Evidence that the loss of the voltage-dependent Mg2+ block at the N-methyl-D-aspartate receptor underlies receptor activation during inhibition of neuronal metabolism.

In this study, the importance of the Mg2+ blockade of the N-methyl-D-aspartate (NMDA) receptor during metabolic stress was examined in embryonic day 13 chick retina. Retina exposed to mild conditions of metabolic stress (i.e., blockade of glycolysis with 1 mM iodoacetate for 30 min) underwent acute histological somal and neuritic swelling and an increase in gamma-aminobutyric acid (GABA) release into the medium. These acute signs of metabolic stress were eliminated by NMDA antagonists present during pharmacological blockade of glycolysis, occurred in the absence of a net increase in extracellular glutamate or aspartate, and were not affected by the presence or absence of Ca2+ in the incubation medium. One possible explanation for the activation of NMDA receptors in the absence of an increase in extracellular ligand is that NMDA sensitivity during metabolic stress may be governed at the receptor level. Depolarization of membrane potential during metabolic stress may result in the loss of the Mg2+ blockade from the NMDA receptor channel, resulting in an increased potency for glutamate.
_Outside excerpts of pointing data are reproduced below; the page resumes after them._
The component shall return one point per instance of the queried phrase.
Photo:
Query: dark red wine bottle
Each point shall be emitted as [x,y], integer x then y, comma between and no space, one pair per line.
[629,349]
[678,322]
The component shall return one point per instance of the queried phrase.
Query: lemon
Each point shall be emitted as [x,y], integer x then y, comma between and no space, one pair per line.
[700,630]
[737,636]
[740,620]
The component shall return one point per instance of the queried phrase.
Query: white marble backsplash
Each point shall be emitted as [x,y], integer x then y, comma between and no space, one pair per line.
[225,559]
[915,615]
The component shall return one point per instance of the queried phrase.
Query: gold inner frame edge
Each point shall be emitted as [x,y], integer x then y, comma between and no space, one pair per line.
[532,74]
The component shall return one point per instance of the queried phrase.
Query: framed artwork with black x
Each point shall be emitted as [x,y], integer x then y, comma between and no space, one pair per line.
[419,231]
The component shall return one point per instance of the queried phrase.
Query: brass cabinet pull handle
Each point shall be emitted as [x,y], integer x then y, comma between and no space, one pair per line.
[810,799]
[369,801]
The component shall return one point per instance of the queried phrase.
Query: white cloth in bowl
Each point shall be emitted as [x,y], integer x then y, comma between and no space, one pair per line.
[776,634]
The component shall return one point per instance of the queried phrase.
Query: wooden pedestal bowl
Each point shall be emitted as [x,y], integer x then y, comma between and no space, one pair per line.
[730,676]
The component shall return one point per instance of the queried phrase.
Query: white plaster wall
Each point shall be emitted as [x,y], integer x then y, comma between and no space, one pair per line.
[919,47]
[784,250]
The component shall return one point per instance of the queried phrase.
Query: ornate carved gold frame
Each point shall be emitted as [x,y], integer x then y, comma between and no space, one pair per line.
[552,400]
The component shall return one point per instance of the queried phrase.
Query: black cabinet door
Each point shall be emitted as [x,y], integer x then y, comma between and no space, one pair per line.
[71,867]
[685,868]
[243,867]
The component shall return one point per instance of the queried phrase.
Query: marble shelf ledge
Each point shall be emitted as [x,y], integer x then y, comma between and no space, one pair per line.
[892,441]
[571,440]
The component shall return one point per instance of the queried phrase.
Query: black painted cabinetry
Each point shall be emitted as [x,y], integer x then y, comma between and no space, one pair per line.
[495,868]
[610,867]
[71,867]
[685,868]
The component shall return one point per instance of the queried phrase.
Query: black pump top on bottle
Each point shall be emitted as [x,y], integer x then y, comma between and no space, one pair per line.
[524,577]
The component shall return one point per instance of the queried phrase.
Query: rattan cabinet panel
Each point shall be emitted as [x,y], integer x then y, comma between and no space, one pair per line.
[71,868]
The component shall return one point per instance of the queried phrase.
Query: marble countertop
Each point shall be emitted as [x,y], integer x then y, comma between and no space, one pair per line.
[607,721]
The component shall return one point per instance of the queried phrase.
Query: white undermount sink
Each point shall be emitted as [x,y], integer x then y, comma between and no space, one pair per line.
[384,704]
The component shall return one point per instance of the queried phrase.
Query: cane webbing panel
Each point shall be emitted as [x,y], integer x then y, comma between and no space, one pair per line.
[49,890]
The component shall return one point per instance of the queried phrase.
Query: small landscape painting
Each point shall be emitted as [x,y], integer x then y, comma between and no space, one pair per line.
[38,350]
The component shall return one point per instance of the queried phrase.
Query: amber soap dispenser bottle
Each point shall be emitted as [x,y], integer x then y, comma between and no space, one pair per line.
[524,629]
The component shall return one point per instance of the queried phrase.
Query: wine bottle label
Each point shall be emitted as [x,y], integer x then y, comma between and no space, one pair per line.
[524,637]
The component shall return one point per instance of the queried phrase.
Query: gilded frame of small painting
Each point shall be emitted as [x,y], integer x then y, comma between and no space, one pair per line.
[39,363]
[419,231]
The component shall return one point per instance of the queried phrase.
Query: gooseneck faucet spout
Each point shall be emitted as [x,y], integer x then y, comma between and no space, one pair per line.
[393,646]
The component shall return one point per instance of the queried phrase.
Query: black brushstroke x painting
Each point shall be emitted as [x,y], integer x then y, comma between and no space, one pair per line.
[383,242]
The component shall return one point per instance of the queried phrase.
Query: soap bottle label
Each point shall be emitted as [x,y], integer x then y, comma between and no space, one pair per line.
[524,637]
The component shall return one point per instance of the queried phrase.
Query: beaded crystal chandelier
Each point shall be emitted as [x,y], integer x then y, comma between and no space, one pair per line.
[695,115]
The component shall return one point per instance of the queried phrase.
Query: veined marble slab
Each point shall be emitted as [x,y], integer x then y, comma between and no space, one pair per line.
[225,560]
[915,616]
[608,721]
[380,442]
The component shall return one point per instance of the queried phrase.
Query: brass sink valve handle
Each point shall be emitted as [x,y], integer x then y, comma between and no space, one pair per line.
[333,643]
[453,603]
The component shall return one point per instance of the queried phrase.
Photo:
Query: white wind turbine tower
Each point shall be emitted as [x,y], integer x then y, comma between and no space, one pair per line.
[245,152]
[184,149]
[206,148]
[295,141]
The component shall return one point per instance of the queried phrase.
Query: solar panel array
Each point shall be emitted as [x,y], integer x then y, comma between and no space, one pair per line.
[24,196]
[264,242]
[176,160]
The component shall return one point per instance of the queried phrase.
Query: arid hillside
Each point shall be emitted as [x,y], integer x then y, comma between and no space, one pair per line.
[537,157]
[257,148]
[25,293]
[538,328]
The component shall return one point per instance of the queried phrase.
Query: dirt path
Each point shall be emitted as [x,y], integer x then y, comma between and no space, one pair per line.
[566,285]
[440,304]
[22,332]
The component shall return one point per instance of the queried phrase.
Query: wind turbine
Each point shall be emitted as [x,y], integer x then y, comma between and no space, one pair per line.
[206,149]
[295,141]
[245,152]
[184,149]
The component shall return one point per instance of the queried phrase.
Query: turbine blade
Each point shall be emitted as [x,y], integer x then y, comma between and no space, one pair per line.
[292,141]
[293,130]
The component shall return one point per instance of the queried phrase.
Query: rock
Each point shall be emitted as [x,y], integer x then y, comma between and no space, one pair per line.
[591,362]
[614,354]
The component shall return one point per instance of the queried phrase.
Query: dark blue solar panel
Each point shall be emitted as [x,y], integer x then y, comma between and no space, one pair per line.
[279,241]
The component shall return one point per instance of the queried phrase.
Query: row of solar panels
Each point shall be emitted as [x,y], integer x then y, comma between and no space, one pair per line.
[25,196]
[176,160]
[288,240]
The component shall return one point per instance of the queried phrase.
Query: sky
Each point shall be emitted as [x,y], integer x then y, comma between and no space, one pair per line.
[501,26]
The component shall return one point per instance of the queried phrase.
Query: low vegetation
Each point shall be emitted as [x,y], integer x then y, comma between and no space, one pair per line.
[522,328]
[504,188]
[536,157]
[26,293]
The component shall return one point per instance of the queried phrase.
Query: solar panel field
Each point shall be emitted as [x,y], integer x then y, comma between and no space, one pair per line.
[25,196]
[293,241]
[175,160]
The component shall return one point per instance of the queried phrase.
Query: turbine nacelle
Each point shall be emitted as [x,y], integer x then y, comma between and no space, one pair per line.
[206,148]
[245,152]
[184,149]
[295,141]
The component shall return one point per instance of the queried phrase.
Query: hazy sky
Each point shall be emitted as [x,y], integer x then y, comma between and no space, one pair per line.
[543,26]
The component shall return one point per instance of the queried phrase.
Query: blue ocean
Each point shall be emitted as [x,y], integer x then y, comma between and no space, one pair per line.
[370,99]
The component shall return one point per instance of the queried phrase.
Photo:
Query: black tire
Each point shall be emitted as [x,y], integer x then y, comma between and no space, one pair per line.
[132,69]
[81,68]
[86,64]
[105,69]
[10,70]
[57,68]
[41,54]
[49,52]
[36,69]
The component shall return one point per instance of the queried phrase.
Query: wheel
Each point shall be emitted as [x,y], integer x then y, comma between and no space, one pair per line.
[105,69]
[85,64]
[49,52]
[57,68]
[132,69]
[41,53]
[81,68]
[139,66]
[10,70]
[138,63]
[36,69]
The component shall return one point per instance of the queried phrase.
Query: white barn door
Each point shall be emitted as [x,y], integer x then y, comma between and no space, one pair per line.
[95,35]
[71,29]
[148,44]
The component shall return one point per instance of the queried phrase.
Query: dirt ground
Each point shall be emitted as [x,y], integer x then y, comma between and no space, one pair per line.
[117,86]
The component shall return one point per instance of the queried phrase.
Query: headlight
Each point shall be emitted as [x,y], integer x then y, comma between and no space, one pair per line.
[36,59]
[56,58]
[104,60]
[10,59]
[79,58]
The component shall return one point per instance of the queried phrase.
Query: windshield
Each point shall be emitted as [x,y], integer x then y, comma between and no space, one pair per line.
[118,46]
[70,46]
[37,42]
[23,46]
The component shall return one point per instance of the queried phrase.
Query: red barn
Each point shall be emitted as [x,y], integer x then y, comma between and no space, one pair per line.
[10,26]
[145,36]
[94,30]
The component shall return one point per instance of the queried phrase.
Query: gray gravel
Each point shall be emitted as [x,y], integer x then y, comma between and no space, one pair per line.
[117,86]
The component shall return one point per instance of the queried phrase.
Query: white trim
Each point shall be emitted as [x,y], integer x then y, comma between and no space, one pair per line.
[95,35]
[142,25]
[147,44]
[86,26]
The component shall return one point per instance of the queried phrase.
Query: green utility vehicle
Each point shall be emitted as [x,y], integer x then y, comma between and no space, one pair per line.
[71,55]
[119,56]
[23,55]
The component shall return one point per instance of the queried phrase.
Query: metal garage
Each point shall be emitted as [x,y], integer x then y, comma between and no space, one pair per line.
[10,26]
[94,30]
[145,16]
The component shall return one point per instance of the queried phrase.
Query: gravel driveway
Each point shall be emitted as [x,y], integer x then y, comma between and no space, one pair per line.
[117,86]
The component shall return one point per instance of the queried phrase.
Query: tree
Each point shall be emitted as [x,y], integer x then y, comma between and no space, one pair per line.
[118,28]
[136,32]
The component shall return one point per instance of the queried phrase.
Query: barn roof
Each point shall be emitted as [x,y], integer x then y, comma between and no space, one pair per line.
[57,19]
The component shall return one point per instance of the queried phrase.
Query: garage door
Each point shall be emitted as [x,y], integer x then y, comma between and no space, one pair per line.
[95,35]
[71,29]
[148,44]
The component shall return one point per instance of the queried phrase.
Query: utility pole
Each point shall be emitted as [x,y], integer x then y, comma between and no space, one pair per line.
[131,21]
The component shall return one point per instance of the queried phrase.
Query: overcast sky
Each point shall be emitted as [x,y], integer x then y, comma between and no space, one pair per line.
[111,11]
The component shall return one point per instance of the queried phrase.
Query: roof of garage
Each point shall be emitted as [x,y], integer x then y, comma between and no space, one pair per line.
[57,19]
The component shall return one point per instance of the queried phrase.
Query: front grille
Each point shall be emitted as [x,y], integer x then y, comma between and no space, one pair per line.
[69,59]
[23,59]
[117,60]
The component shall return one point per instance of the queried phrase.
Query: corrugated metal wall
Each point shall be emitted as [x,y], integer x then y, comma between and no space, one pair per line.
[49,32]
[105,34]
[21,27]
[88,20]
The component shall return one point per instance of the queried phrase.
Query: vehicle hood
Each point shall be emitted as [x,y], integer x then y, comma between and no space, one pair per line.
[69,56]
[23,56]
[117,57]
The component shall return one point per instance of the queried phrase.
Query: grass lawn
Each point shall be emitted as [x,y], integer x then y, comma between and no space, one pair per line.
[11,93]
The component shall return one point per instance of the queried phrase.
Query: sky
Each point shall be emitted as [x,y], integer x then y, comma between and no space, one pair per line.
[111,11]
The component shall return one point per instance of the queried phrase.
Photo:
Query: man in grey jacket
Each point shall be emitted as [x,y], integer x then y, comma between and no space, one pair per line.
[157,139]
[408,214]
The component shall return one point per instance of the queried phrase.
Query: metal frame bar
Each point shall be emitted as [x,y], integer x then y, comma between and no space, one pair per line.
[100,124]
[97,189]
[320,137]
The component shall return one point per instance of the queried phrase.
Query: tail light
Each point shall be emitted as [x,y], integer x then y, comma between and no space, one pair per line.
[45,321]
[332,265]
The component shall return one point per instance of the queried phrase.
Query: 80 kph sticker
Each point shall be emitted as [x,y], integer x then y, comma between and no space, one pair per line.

To test this, the dose-response characteristics for NMDA, glutamate, and kainate in the presence or absence of extracellular Mg2+ and the effects of Mg2+ on metabolic inhibition were examined. The potency for NMDA- or glutamate-mediated acute toxicity was enhanced two- to fivefold in the absence of Mg2+. Omission of Mg2+ greatly decreased the minimal concentration of agonist needed to produce acute excitotoxicity; 25 versus 5 microM for NMDA and 300 versus 10 microM for glutamate in 1.2 or zero Mg2+, respectively. Elevating external Mg2+ to 20 mM completely protected against NMDA-mediated acute toxic effects. In contrast, varying external Mg2+ had no effect on kainate-induced toxicity. Acute toxicity caused by inhibition of metabolism was not potentiated in the absence of Mg2+ but was attenuated by elevating extracellular Mg2+. The protective effect of Mg2+ during metabolic inhibition was not additive with NMDA antagonists, suggesting that the action of Mg2+ was at the level of the NMDA receptor. These findings are consistent with the hypothesis that the Mg2+ block is lifted during metabolic inhibition and may be the primary event resulting in NMDA receptor activation.